Limitations & Future Work

  • Coverage limited to Chinese travel scenarios: Geographic and cultural scope is restricted; international travel needs are not addressed.
  • Limitations of the user simulator: LLM-simulated user interactions may deviate from real user behavior.
  • Dependence on LLM judge: Despite high human-validation agreement, blind spots may remain.
  • Future directions include extending to international travel, introducing more complex dynamic constraint changes, and studying how agents can better balance capability and boundary recognition.
  • vs. TravelPlanner: The first travel planning benchmark, but now largely solved by solver-based methods; tasks are too simple.
  • vs. ChinaTravel: Introduces real queries and stricter constraints but does not support multi-turn interaction or unsolvable tasks.
  • vs.
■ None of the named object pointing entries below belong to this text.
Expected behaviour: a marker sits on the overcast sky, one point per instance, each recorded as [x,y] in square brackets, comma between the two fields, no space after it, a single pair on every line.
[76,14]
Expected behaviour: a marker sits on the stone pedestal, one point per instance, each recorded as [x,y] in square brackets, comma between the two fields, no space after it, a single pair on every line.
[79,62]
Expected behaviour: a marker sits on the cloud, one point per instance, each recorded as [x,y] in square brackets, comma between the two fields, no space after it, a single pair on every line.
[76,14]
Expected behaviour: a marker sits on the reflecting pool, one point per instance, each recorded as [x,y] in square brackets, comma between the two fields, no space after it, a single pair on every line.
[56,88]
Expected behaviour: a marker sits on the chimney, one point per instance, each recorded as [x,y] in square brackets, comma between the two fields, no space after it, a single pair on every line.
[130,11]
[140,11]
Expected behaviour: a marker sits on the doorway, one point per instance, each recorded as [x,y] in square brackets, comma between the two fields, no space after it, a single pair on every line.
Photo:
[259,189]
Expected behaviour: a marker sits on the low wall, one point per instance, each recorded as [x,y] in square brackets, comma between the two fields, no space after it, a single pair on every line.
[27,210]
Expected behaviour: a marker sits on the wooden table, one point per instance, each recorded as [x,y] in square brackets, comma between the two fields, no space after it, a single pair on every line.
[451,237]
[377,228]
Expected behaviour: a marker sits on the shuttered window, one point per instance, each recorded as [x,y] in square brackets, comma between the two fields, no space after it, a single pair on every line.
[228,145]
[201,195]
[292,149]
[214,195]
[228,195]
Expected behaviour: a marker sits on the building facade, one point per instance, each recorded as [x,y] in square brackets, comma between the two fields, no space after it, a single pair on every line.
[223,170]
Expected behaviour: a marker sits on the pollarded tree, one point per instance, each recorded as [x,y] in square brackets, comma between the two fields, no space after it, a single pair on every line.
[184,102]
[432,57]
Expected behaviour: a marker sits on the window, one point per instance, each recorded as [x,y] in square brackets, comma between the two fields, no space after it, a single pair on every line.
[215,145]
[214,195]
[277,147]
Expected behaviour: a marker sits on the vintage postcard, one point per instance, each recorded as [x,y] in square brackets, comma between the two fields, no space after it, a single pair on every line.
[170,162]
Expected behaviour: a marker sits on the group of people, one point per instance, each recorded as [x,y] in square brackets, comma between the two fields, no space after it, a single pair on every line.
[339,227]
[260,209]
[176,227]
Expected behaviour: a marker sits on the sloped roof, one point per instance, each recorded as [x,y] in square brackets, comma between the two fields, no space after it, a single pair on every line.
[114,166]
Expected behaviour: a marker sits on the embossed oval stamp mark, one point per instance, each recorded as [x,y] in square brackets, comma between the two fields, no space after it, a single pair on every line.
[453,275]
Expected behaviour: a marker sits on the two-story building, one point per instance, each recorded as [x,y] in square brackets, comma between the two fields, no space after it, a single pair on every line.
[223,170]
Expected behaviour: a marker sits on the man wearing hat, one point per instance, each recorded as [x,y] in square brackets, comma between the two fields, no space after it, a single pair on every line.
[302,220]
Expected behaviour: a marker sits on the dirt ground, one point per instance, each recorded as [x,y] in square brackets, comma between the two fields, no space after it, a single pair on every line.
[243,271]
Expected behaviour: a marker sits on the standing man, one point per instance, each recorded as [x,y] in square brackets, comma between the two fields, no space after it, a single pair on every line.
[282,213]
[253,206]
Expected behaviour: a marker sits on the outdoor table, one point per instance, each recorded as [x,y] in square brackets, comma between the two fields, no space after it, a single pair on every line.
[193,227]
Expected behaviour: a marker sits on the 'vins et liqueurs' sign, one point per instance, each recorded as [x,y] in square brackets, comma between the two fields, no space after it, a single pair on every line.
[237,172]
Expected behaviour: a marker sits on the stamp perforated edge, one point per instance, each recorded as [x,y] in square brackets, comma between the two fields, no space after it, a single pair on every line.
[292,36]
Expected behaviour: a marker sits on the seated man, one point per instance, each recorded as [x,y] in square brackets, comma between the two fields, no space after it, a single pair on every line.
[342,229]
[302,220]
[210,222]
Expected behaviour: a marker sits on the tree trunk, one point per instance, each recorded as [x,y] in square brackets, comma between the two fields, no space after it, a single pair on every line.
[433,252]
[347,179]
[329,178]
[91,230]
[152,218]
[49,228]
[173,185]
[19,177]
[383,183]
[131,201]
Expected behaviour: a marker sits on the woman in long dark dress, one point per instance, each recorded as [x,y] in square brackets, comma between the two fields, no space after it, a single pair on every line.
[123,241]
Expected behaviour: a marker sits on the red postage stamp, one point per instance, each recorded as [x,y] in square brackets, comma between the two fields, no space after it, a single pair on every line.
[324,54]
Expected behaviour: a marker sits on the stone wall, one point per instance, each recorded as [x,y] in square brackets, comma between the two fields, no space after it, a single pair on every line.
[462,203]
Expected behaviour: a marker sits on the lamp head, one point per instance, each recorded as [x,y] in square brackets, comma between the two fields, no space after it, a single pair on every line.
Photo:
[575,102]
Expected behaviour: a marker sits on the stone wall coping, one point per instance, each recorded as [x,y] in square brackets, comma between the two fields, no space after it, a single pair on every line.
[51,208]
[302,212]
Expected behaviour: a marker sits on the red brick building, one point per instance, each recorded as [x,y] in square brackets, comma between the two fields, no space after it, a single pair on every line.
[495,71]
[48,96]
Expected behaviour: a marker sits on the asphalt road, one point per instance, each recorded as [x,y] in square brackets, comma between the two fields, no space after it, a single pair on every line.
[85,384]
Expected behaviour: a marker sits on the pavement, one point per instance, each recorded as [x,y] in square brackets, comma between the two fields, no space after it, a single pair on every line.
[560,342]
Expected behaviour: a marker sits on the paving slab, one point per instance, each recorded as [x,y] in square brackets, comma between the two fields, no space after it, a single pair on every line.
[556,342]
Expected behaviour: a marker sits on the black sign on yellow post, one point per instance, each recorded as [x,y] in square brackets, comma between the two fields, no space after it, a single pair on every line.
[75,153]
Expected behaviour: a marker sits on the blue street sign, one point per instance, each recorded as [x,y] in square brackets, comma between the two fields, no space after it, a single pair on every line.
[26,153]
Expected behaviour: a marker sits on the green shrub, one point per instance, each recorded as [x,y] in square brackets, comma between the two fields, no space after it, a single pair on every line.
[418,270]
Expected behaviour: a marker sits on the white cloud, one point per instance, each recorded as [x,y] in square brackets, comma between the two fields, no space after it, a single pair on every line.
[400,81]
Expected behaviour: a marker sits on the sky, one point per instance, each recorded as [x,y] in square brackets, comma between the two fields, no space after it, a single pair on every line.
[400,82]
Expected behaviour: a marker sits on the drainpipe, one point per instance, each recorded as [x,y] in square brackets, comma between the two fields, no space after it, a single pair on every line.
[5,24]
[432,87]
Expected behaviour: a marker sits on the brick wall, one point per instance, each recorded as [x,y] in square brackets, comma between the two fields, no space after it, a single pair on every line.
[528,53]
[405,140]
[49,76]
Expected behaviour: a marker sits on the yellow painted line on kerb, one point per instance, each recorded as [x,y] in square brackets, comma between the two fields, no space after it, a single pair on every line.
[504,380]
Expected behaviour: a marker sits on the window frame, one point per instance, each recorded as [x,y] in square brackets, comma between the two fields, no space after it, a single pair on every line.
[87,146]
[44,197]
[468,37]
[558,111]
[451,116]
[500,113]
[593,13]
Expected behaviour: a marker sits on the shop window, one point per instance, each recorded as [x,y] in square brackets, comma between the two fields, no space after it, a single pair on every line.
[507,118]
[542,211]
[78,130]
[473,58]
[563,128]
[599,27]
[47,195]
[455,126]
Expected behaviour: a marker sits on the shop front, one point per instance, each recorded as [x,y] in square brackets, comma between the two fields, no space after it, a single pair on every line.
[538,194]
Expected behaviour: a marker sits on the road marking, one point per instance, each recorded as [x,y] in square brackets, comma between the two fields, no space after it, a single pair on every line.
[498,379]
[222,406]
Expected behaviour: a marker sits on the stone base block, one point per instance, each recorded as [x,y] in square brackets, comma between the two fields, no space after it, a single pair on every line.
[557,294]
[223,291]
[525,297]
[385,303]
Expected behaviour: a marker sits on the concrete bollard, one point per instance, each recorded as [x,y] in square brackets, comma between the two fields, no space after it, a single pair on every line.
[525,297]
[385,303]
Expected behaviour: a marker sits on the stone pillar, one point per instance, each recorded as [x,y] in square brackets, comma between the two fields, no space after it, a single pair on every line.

COMPASS: Focuses on soft preference optimization but does not use real queries or tools.

Rating

  • Novelty: ⭐⭐⭐⭐ Implicit preference elicitation and unsolvable task recognition are important new dimensions; task coverage far exceeds prior work.
  • Experimental Thoroughness: ⭐⭐⭐⭐⭐ Covers 12+ models with stability analysis, human validation, and online/offline comparison.
  • Writing Quality: ⭐⭐⭐⭐ Clear structure with thorough description of the evaluation protocol.
  • Value: ⭐⭐⭐⭐ Provides the most comprehensive benchmark for travel planning agent evaluation; the capability imbalance findings offer meaningful guidance for agent design.